Since a user usually has to issue a sequence of queries and examine multiple documents to resolve a complex information need in a search session, researchers have paid much attention to evaluating search systems at the session level rather than the single-query level. Most existing session-level metrics evaluate each query separately and then aggregate the query-level scores using a session-level weighting function. The assumptions behind these metrics are that all queries in the session should be involved, and their orders are fixed. However, if a search system could make the user satisfied with her first few queries, she may not need any subsequent queries. Besides, in most real-world search scenarios, due to a lack of explicit feedback from real users, we can only leverage some implicit feedback, such as users' clicks, as relevance labels for offline evaluation. Such implicit feedback might be different from the real relevance in a search session as some documents may be omitted in the previous query but identified in the later reformulations. To address the above issues, we make two assumptions about session-based evaluation, which explicitly describe an ideal session-search system and how to enhance click-through data in computing session-level evaluation metrics. Based on our assumptions, we design a session-level metric called Normalized U-Measure (NUM). NUM evaluates a session as a whole and utilizes an ideal session to normalize the result of the actual session. Besides, it infers session-level relevance labels based on implicit feedback. Experiments on two public datasets demonstrate the effectiveness of NUM by comparing it with existing session-based metrics in terms of correlation with user satisfaction and intuitiveness. We also conduct ablation studies to explore whether these assumptions hold.
Paper Structure (25 sections, 8 equations, 2 figures, 6 tables)
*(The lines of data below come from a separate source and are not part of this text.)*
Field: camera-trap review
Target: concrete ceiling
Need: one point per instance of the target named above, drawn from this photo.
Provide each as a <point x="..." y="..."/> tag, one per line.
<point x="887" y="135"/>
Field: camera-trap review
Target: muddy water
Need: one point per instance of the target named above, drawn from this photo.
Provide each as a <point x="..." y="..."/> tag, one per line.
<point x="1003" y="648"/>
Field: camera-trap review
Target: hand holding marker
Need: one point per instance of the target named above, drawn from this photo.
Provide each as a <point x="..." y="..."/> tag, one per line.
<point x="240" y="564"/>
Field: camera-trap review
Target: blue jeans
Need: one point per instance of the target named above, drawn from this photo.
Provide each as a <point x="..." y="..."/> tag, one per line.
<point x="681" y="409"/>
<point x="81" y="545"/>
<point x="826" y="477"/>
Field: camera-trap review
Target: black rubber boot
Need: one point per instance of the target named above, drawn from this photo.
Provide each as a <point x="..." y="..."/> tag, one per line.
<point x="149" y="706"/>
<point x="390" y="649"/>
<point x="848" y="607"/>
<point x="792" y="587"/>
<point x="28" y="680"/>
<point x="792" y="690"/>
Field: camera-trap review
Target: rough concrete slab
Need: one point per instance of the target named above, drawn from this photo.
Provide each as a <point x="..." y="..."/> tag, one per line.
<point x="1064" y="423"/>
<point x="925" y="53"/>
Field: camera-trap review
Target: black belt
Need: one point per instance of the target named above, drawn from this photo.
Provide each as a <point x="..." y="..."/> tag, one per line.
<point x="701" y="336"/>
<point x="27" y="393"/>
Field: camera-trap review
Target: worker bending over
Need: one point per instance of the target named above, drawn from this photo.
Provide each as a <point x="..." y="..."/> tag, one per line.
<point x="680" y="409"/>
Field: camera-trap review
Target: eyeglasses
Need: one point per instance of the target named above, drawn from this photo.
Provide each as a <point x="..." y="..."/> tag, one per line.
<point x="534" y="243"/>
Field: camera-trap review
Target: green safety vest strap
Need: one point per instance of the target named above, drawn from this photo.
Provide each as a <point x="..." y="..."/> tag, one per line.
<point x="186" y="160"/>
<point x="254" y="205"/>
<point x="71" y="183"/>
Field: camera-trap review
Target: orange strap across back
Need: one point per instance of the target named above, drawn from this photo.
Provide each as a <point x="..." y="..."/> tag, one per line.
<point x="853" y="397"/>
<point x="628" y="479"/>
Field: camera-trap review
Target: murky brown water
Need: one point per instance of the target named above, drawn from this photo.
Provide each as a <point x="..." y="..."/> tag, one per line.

This paper contains 25 sections, 8 equations, 2 figures, 6 tables.

Figures (2)

  • Figure 1: The illustration of how U-measure constructs trailtext from a two-query session. The results clicked by the user are marked with red checkmarks and the results marked as relevant are filled with color gray. The right part is the constructed trailtext, where "$s_i$" is the $i$-th string of it.
  • Figure 2: The illustration of NUM. The upper part is the actual session, and the lower part is the ideal session. The results clicked by the user are marked with red checkmarks, and the results marked as relevant are filled with color gray. Rank 4 of the first query is marked relevant even though it is not clicked here because it is clicked in the subsequent query. We treat a session as a virtual query, based on which we build a trailtext to enable session-level evaluation. We construct the trailtext based on actual user clicks for the actual session and based on the enhanced session-level labels for the ideal session.